4 When and where do you create? When and where do you wish to create?
I actually do not have a specific time or place to work out my creative musings, and I am beginning to think that I might be more productive if I did. My work tends to travel around the house, depending on when and where I feel like coming to rest. That's the problem with knitting and crocheting I guess - it's portable. It may start life in the living room because I'm watching TV, but then I might migrate to the music room or the dining room or even the backyard. Maybe my 'where' is just simply 'Home'. My sewing room, our extra bedroom, used to be my 'place' but now it's become more of a storage closet in the last few months, housing anything that I can't find a place for in the rest of the house.
As for time, this is probably an issue that I need to resolve. I do not have good time management skills at all - not even remotely good ones. It might take me half an hour to get one room vacuumed because I will get distracted somewhere in the middle of it and start doing something else. I do not have a set time for creativity. Whenever I am not at work, not teaching piano lessons, not cleaning the house and not caring for my husband's needs. Sometimes I get an entire day to be creative.

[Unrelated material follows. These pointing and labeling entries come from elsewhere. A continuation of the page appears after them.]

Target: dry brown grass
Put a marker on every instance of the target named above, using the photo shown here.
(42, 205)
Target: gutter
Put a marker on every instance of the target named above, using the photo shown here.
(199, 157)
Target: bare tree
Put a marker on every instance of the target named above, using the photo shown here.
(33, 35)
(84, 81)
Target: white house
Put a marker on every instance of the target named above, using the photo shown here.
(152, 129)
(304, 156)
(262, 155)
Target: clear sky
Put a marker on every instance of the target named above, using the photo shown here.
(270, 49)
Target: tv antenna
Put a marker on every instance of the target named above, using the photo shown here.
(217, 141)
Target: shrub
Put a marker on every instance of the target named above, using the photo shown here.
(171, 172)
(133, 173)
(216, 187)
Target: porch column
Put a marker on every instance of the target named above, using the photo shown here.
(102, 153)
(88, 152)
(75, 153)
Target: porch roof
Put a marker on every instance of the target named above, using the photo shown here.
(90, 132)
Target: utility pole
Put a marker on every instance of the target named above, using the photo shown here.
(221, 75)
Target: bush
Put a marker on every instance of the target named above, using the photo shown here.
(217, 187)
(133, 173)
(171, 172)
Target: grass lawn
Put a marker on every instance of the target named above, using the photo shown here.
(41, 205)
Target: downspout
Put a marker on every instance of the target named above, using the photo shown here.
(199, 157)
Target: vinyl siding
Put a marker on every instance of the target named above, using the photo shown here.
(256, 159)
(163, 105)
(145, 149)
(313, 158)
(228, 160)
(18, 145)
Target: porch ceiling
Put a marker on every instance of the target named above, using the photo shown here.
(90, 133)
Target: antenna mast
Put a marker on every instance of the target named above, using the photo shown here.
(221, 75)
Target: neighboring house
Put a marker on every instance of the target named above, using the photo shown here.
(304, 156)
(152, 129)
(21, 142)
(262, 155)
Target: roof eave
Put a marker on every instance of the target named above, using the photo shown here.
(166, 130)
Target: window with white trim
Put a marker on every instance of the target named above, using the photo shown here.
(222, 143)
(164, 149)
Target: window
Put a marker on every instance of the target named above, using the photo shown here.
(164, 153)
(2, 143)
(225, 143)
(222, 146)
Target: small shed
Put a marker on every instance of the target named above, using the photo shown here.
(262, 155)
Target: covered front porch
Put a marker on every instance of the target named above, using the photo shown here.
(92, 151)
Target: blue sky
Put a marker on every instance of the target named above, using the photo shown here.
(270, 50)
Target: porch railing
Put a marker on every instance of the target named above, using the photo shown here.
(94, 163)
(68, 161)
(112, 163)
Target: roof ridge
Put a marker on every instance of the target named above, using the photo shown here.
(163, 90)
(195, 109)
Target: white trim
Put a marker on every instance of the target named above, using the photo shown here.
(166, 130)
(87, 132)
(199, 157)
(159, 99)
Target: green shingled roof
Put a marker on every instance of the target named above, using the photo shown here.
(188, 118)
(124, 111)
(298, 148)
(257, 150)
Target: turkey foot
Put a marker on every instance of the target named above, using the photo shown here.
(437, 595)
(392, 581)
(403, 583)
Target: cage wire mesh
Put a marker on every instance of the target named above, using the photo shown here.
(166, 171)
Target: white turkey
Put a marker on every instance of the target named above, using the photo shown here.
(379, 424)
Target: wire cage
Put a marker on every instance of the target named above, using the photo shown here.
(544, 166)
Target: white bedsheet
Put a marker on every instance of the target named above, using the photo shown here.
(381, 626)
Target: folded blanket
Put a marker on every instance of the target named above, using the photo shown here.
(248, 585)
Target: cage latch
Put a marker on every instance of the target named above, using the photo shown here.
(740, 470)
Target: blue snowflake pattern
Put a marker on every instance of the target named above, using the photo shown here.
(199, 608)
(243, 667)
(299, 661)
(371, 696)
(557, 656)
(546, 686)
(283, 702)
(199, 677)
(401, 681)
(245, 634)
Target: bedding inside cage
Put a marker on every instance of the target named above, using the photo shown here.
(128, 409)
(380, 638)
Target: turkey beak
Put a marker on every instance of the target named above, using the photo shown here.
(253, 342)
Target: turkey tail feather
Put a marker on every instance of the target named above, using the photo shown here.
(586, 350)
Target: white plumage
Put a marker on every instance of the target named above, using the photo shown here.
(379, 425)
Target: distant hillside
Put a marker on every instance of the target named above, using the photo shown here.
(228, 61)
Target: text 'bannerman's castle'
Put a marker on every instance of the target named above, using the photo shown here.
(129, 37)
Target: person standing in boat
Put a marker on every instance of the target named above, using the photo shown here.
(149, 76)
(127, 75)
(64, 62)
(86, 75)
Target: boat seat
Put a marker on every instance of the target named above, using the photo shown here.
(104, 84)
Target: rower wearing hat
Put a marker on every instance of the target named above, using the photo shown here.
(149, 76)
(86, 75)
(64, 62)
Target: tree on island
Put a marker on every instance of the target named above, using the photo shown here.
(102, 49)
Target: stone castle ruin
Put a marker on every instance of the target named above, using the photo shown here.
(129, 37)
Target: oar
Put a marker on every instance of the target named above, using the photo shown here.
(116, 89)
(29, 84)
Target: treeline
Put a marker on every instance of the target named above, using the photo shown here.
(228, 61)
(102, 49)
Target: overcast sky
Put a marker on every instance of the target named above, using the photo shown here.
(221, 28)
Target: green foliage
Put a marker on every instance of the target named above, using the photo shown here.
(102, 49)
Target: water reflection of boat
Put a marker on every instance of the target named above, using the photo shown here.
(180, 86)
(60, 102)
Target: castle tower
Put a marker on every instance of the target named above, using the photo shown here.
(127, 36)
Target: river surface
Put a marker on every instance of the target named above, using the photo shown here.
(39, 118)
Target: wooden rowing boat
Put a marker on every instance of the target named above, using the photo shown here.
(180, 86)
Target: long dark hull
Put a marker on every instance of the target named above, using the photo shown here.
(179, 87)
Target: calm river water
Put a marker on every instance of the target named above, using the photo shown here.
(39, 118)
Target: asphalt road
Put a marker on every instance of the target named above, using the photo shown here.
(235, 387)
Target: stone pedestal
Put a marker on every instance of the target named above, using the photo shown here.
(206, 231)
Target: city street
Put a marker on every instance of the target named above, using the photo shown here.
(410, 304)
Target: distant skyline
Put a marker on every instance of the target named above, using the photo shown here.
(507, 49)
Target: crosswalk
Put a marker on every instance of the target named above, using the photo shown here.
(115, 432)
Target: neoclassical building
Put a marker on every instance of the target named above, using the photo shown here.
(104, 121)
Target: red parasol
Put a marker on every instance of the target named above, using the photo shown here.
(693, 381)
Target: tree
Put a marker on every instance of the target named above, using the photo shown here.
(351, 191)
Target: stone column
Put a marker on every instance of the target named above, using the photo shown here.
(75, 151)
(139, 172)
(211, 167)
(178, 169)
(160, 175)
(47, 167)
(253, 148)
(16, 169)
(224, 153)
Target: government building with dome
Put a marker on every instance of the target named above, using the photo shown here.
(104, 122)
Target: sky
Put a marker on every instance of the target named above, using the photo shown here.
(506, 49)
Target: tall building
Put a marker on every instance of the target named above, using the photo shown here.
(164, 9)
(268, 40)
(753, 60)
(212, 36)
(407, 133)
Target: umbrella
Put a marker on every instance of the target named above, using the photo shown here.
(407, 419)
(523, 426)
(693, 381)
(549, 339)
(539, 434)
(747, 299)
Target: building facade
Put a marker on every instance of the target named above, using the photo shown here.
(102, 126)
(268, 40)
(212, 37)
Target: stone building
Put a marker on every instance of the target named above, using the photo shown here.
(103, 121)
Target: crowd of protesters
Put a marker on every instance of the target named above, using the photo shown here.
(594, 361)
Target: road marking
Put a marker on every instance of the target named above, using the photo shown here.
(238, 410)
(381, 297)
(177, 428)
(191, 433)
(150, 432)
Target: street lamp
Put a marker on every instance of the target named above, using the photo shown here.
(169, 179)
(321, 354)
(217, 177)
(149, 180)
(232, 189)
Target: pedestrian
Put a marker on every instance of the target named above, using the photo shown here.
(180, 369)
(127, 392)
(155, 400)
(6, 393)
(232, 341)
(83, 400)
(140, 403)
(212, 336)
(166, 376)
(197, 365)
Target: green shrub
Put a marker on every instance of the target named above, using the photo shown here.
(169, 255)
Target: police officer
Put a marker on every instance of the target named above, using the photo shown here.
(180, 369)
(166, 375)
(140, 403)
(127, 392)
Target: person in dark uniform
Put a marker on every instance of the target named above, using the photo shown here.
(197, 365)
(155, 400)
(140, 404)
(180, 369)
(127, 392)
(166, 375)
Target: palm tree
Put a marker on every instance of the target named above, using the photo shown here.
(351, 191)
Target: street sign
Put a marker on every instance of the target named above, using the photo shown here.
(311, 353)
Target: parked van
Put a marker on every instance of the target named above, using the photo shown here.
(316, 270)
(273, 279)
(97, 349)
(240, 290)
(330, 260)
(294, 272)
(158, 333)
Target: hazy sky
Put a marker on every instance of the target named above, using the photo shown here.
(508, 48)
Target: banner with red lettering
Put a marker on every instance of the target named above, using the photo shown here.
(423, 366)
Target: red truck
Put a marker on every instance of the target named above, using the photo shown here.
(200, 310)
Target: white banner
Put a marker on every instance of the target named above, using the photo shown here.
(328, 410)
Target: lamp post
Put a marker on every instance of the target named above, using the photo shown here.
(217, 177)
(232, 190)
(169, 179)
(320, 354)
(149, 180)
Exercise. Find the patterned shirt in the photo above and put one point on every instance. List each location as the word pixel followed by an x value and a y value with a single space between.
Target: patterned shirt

Sometimes I don't have a single moment's peace. Most of the time I am lucky to get half an hour before bed in the evening and it's when I'm tired, my thoughts are going into hibernation for the night and Alex is trying to force me into watching television with him becase that's how he winds down. I have never had a set time for creativity to flow.
Another problem I have with the 'time' aspect of creativity is simply that I don't really have the support. Now, before you think my husband is squelching my creativity, please understand that if he didn't keep me on track with things, I would be a complete mental case. I would be a hoarder, the city would forclose on my house, and I would probably never bathe. This is because if I don't have someone reminding me to care for things, one task at a time, I get into obsessive grooves that I don't come out of. I could literally spend an entire week doing a certain set of projects and never do anything else that week except pee. I often forget to eat during the day if I'm working on something. There could be a small list of chores and I will convince myself that they will take care of themselves because 'I'm busy creating something dammit all!' I do not have a healthy mental state when it comes to living life like a normal person should. When Alex comes home and sees that I've literally done nothing but sit on the couch all day with a crochet hook in hand, he gets annoyed and starts forcing me into finishing the tasks I should have worked on during the day. Now do I get upset and annoyed with this? Absolutely. But I need it. I am very co-dependent in these regards. Does my creativity suffer? I think so. I think my opportunities for inspiration are already few and far between, and when my husband comes home after a long day at work to find out that his wife has more or less failed to hold up her end of the bargain, he doesn't really feel like supporting my hare-brained ideas. He's also terribly practical to my terribly 'out-there' way of thinking. They do say opposites attract.
BTW, my husband is an AMAZING guitarist, so if I have portrayed him as not being a creative type, it's incorrect. His musical genius surpasses most - he just channels it differently. He has logic and practicality to his advantage. I..... do not.
Since I will begin a lighter work schedule next week, I am going to start establishing my creative times and getting the routine into a set schedule. I am hoping to establish 3 times per week where I can simply sit down and produce ideas and work on projects. I have to work this out with Alex, but I think in the long run it will be a great advantage to both of us.
And as for the migrating projects, I don't think that's likely to die as quickly as it should, but we DID start cleaning out the sewing room again.